Greenhouse gas emissions remain on a steadily rising path despite policymakers’ best efforts, an OECD report has warned. Nuclear was noted as a major mitigating technology, while governments were urged to avoid ‘lock-in’ to carbon-emitting generation.
The OECD study considered climate change, biodiversity, fresh water and the health impact of pollution. In the chapter on climate change, the body run by the governments of the world’s more developed nations asked whether “current pledges are enough to limit average temperature increase to 2ºC.” For this, atmospheric concentrations of CO2 need to be kept below 450 parts per million (ppm).
It was noted that energy-related carbon dioxide emissions reached a high of 30.6 billion tonnes in 2010 – the major share of the overall global total of 48.4 billion tonnes that year.
Under a baseline scenario, that assumed current pledges were kept by the governments of the world but no new ones made, total annual emissions in 2050 could be some 80.8 billion tonnes, with 52.8 billion coming from energy.
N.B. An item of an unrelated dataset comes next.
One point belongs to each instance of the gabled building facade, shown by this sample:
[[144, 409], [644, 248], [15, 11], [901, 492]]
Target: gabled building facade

While all seb-sectors of energy are set to expand significantly, the most dramatic growth is expected in power generation where emissions could grow from today’s 13.0 billion tonnes to 27.5 billion tonnes as an 80% growth in demand is met.



Those pesky greenhouse gases. Just growing and growing.
Maybe if they surreptiously deleted the climate modals and Mann’s hockey stick, all those carbon emissions might just quietly disappear.
Then again, they have the collective brain power of a gnat so this might be too hard for them.